Essa pergunta é endereçada ao ser humano, o único que vive e age sob os imperativos da consciência, da razão, da moral e da religião. Adicionalmente, as ações humanas nos vários campos da vida estão submetidas ao estado emocional e às condições mentais do ser.

Sobre os fatores que ditam o comportamento humano, Imannuel Kant (1724-1804) afirmou que nossas decisões e ações são determinadas por uma central de comando no cérebro movida pela inteligência e pela razão.

Arthur Schopenhauer (1788-1860) discordou de Kant, e disse que a inteligência e a razão têm seu papel e seu efeito, mas que a causa maior dos atos humanos é a vontade, definida por ele como um impulso biológico que vem de dentro de nós e constitui a força maior na determinação do que fazemos.
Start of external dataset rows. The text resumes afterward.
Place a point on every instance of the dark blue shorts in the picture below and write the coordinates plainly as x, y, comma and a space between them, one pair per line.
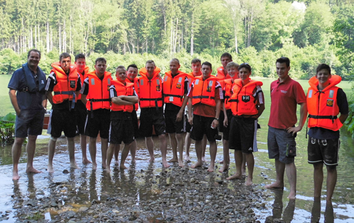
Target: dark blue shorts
29, 122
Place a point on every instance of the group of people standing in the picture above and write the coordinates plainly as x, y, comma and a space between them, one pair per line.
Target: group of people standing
94, 103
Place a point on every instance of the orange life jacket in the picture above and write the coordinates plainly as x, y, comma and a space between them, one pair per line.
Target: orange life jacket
136, 88
98, 95
123, 89
150, 90
221, 76
82, 78
322, 105
229, 83
173, 88
66, 84
204, 91
243, 100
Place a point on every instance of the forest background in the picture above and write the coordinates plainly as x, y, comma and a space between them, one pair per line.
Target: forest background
309, 32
As ações humanas nos vários campos da vida estão submetidas ao estado emocional e às condições mentais do ser

Schopenhauer disse que a vontade nos impõe o ciclo de desejar, obter, saciar o desejo, entediar-se e repetir o ciclo indefinidamente. Para ele, tão logo um desejo é saciado, vem o tédio e surge outro desejo... e mais outro, e assim segue a roda da vida.  

Nesse processo, Schopenhauer diz que o sofrimento é uma constante e a felicidade vem quando a vontade é satisfeita. Mas para ele a felicidade se esvai e a vontade retorna. Para esse ciclo, o filósofo deu uma definição interessante: “Sofrimento é a luta para vencer o obstáculo que fica entre a vontade e a meta; felicidade é atingir a meta”.

Para si próprio, Schopenhauer estabeleceu como meta de vida desejar o menos possível, saber o mais possível, como caminho para buscar a felicidade na arte de ser alguém, não na ação de ter coisas.

Na pesquisa científica, há o sujeito observador e o objeto observado. Naquelas ciências em que o objeto observado é o ser humano, o sujeito observador é também objeto, conquanto seja possível que o objeto de uma pesquisa seja apenas um ser humano específico.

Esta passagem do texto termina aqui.